Oops - ignore my previous posts, I had misread the problem, and now have a fix...
Once I had the schematic up on my big screen, I saw what you meant about the modulation. Couldn't see that part on my little laptop, and jumped to the conclusion that the packer at the top (audio input) was causing the problem!
(always read the question properly!! - as my teachers were so fond of telling me at school).
You'll be pleased to hear that the FS compiler is not broken - it hasn't changed at all.
The problem is caused by the weird way that mono connections work.

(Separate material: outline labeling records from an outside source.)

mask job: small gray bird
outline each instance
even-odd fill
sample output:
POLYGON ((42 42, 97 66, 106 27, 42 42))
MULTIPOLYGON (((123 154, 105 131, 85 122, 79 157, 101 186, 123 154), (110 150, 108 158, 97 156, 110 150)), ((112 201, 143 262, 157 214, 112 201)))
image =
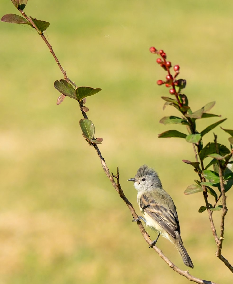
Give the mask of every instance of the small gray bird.
POLYGON ((150 246, 155 244, 161 234, 175 245, 185 265, 193 268, 181 239, 176 206, 171 197, 163 189, 157 172, 144 165, 139 168, 135 177, 128 180, 134 182, 134 187, 138 192, 137 200, 144 217, 140 216, 133 221, 142 219, 158 233, 150 246))

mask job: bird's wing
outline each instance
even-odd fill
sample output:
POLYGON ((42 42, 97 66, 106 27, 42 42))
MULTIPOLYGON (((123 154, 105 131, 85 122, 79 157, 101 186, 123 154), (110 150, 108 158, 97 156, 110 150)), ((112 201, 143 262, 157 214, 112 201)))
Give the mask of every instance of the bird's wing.
POLYGON ((177 216, 169 209, 157 203, 149 197, 143 195, 140 198, 140 207, 154 221, 174 238, 174 231, 179 231, 180 225, 177 216))

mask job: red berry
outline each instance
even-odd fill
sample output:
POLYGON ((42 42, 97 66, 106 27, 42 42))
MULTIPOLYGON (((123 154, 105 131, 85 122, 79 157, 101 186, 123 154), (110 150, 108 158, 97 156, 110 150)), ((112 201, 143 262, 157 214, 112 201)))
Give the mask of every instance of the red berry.
POLYGON ((169 92, 171 95, 174 95, 176 93, 176 90, 175 89, 170 89, 169 90, 169 92))
POLYGON ((175 71, 176 72, 178 72, 180 70, 180 66, 179 65, 175 65, 174 67, 173 67, 173 69, 174 69, 174 71, 175 71))
POLYGON ((161 54, 161 56, 163 57, 163 58, 165 58, 165 59, 167 57, 167 56, 166 55, 166 53, 165 52, 163 52, 161 54))
POLYGON ((166 79, 168 81, 169 81, 170 80, 172 80, 172 76, 171 75, 169 75, 168 74, 168 75, 167 75, 166 76, 166 79))
POLYGON ((151 47, 150 47, 149 50, 151 53, 156 53, 157 51, 156 49, 153 46, 152 46, 151 47))
POLYGON ((160 86, 160 85, 162 85, 163 84, 164 84, 165 83, 165 82, 164 81, 162 81, 162 80, 158 80, 157 81, 157 84, 159 86, 160 86))
POLYGON ((158 64, 161 64, 162 63, 162 60, 161 58, 157 58, 156 62, 158 64))
POLYGON ((170 62, 170 61, 167 61, 166 62, 166 66, 167 67, 168 67, 169 68, 172 66, 172 63, 170 62))

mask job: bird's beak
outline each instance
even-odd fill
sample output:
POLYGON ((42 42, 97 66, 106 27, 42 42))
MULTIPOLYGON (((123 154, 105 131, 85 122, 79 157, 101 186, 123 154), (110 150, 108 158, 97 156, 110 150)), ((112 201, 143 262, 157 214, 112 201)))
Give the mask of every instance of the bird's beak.
POLYGON ((133 178, 130 178, 128 180, 128 181, 137 181, 137 180, 135 178, 135 177, 133 177, 133 178))

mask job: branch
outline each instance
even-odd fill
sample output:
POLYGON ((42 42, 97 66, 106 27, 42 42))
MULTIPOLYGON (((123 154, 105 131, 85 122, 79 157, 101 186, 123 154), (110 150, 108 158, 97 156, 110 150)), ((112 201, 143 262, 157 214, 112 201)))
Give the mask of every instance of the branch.
MULTIPOLYGON (((219 151, 217 142, 217 135, 214 134, 214 142, 217 154, 219 154, 219 151)), ((220 179, 220 188, 221 189, 221 195, 222 195, 222 213, 221 223, 220 224, 220 237, 218 239, 219 241, 216 243, 217 249, 215 255, 225 264, 231 271, 233 273, 233 267, 229 262, 227 260, 222 254, 222 242, 224 239, 223 234, 224 232, 224 222, 225 216, 227 213, 227 208, 226 203, 226 196, 225 194, 225 189, 223 184, 223 178, 222 176, 222 169, 220 160, 218 160, 218 174, 220 179)))
MULTIPOLYGON (((30 18, 28 17, 24 12, 20 9, 18 9, 18 10, 22 14, 22 16, 25 18, 30 23, 30 24, 31 24, 33 28, 34 28, 38 32, 44 41, 45 42, 48 47, 49 48, 50 51, 53 55, 61 71, 62 72, 65 80, 67 82, 69 82, 71 83, 75 87, 77 87, 75 83, 74 82, 72 82, 67 77, 66 72, 63 69, 61 65, 60 64, 57 57, 53 51, 53 50, 50 44, 49 43, 48 41, 45 38, 43 33, 42 32, 41 32, 40 31, 39 31, 37 27, 35 25, 34 23, 32 20, 30 18)), ((174 86, 173 86, 173 87, 174 87, 174 86)), ((177 96, 176 96, 176 97, 177 97, 177 99, 178 99, 178 102, 179 103, 180 106, 181 106, 182 105, 180 102, 179 101, 179 100, 177 96)), ((82 102, 80 102, 79 103, 81 110, 82 112, 83 116, 85 118, 87 118, 87 116, 86 114, 86 113, 84 112, 82 109, 82 107, 83 106, 82 102)), ((97 145, 96 144, 91 143, 90 144, 92 146, 93 146, 94 148, 96 150, 97 154, 100 159, 100 160, 103 167, 104 171, 106 174, 108 178, 111 181, 112 186, 117 191, 120 198, 123 200, 125 203, 128 206, 133 218, 135 219, 137 219, 138 218, 138 216, 136 213, 135 210, 133 207, 133 205, 125 195, 125 194, 123 192, 123 191, 121 188, 119 181, 119 174, 118 168, 117 168, 117 173, 116 175, 114 176, 112 174, 111 174, 109 171, 109 170, 107 166, 105 161, 104 160, 104 159, 102 156, 100 151, 100 150, 99 149, 97 145), (116 183, 114 179, 114 178, 116 178, 117 179, 116 183)), ((140 220, 137 221, 137 223, 140 230, 141 233, 144 239, 150 245, 152 243, 152 241, 150 238, 149 235, 145 230, 142 223, 140 220)), ((190 274, 188 270, 183 270, 180 269, 178 267, 176 266, 173 263, 172 263, 172 262, 169 259, 163 254, 162 250, 160 249, 157 247, 156 246, 156 245, 154 245, 153 247, 153 248, 159 256, 162 258, 164 260, 164 261, 165 262, 166 262, 168 265, 169 265, 172 269, 176 271, 176 272, 177 272, 177 273, 178 273, 179 274, 180 274, 180 275, 184 276, 190 281, 195 282, 196 283, 200 283, 200 284, 217 284, 217 283, 216 283, 215 282, 213 282, 211 281, 207 281, 199 278, 197 278, 196 277, 195 277, 194 276, 193 276, 190 274)))
MULTIPOLYGON (((125 203, 128 206, 134 218, 135 219, 137 219, 138 218, 138 216, 136 213, 135 210, 132 204, 129 201, 128 199, 125 195, 123 191, 121 189, 119 183, 119 173, 118 168, 117 167, 117 173, 116 175, 114 175, 112 174, 112 175, 111 175, 109 171, 109 170, 108 167, 104 159, 101 155, 98 146, 96 144, 94 144, 93 146, 95 149, 100 159, 100 162, 104 169, 104 171, 109 179, 111 182, 112 186, 116 190, 119 194, 120 197, 124 201, 125 203), (116 179, 116 183, 114 180, 114 178, 115 178, 116 179)), ((141 233, 145 241, 149 245, 150 245, 152 243, 152 241, 150 239, 149 236, 145 230, 141 222, 139 220, 137 221, 137 224, 140 230, 141 233)), ((177 266, 176 266, 164 254, 162 251, 156 245, 153 246, 152 247, 153 249, 157 253, 160 257, 164 260, 172 269, 173 269, 181 275, 186 277, 189 280, 190 280, 190 281, 195 282, 196 283, 199 283, 200 284, 217 284, 217 283, 214 282, 213 282, 212 281, 207 281, 195 277, 189 273, 188 270, 182 270, 177 266)))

The 'x' and 'y' inputs of the co-efficient calculations have only a mono in - but the values are being used to calculate mono4 filter co-efficients.
Normally, that is OK, because stock "mono" streams actually do use all four "mono4" streams - but with all four values set to the same value. It has to work that way, because the SSE commands in the CPU always process all four channels, even if you're not using them - so by default, stock components "broadcast" on all four channels, just to be sure that the "unused" channels don't cause the CPU any problems.
But this setup breaks if you feed it a mono signal that comes from an unpacker (or certain kinds of assembly), because the unpacker mono outputs really do only process single channel - leaving the other three in a somewhat uncertain state. No doubt, this is because it saves quite a lot of CPU to do it that way.
I've popped in a little module on the 'x' and 'y' inputs that fixes this, by copying channel [0] to the other three, and using a mono4 code input instead of plain mono (that's why my other 'unpacker' designs worked - because they also have this 'copy to all' feature). It's a handy little module to have in the toolbox, whenever you need to send a mono stream to all four channels of a 'mono4' component.